Sunday, 22 de December de 2024 ISSN 1519-7670 - Ano 24 - nº 1319

A farsa continua

A farsa de Edir Macedo contra a Folha de S.Paulo continua. No último Domingo Espetacular (06/04/09), da Rede Record, houve a divulgação de uma matéria especial chamada de ‘O escândalo da ditabranda’, referencia óbvia à citação do termo nos editoriais da Folha. Neste editorial, a Folha citou o regime militar como sendo uma ‘ditabranda’, ou seja, segundo a Folha, a ditadura militar brasileira havia sido mais branda e menos assassina do que as congêneres argentina e chilena.

Nessa reportagem especial, o repórter Raul Dias Filho assumiu a voz de Macedo, entrevistando personagens que sofreram com a ditadura militar com traumas, prisões e até com perda de empregos ou mortes de familiares. Entre estes estavam a jornalista Rose Nogueira, que foi torturada em 1969, acusada de atividades subversivas. Houve também entrevistas com professores e ativistas da esquerda brasileira (como a professora Maria Aparecida Aquino, da USP, que considera o regime cubano uma democracia).

Perguntas sem respostas

Não estou aqui para julgar este fato histórico, nem para tomar partido de legendas, ideologias ou tendências. Respeitemos a dor daqueles que, injustamente ou não (refiro-me com este ‘não’ aos que apelaram para a guerrilha armada), foram oprimidos pelo governo vigente e que possamos fazer com que este período tão trágico da nossa trajetória não seja esquecido ou manipulado por quem quer que seja. Apenas gostaria de salientar que, nesta reportagem da Rede Record, houve indubitavelmente o mau uso da tragédia alheia por uma emissora dirigida por uma instituição religiosa – a Igreja Universal do Reino de Deus. A IURD e, por conseguinte a Rede Record, parecem ter queimado, na fogueira do imediatismo comercial que as permeia, o manual da ética do bom jornalismo, os compêndios da decência, do bom senso e do direito básico do cidadão à informação correta e na medida do possível, imparcial.

Edir Macedo, que fomentou esta batalha contra a Folha, talvez não esteja muito interessado em passar a limpo a história conturbada desse período do Brasil, pois nenhum de suas emissoras ao menos citou a votação pelo fim da Lei de Imprensa iniciada na última semana. Essa mesma Lei de Imprensa dos tempos obscuros da ditadura militar que parece tão ao gosto do grande corifeu, visto que ela parece alimentar os sonhos do líder da IURD em controlar o pensamento crítico, a análise em todas as nuances possíveis, a liberdade e pluralidade de opiniões e a informação como forma de construção de uma sociedade mais justa e democrática.

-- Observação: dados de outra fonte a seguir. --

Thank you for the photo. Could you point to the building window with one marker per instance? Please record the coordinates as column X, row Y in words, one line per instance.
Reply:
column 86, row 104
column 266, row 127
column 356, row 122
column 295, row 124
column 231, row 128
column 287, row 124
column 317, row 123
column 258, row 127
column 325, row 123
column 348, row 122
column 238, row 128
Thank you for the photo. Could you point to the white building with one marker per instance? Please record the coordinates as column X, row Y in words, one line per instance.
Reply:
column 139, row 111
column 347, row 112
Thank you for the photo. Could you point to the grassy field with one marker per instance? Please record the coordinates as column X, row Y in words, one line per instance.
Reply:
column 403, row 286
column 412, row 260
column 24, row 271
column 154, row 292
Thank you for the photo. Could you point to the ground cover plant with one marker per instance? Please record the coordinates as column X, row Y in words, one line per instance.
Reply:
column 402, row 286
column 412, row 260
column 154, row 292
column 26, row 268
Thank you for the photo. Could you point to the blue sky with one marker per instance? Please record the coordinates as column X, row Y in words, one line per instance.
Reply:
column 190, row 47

Qual o grande alavancador de toda a ira de Edir Macedo para com a Folha de S.Paulo? A veiculação de que Macedo está doente? A divulgação de que a Rede Record News, inaugurada com pompas e presença do ‘nosso presidente Lula’ (é assim que alguns entrevistadores da emissora se referem ao representante máximo do Executivo) está com zero de audiência e tendo que arrendar horários para companhias de rodeio, empresas de televendas que vendem tônicos capilares e aparelhos para perder barriga? Ou quem causou a ira de Macedo foi a estagnação no crescimento de sua rede televisiva, gostosamente inflada com publicidade estatal do ‘nosso presidente’? Parece não haver resposta definitiva para tal questão.

Blocos frágeis de meias verdades

Creio que Edir Macedo irou-se contra a Folha por pensar que ao noticiar os fatos que envolvem sua pessoa, o jornal estaria maculando sua imagem construída há anos de obstinado incansável em busca de prestígio religioso. A sua imagem – melhor dizendo, a imagem que ele tem de si próprio – não é aquela que estamos acostumados a ver de tempos em tempos de um sujeito andrógino, calvo, com mãos de dedos afinados por uma doença hereditária, de voz esganiçada, circunspeto, imagem essa que é plural, podendo ser encontrada em seus pastores e bispos que tentam de qualquer forma imitar o líder em seus trejeitos e também na ideologia da prosperidade fácil.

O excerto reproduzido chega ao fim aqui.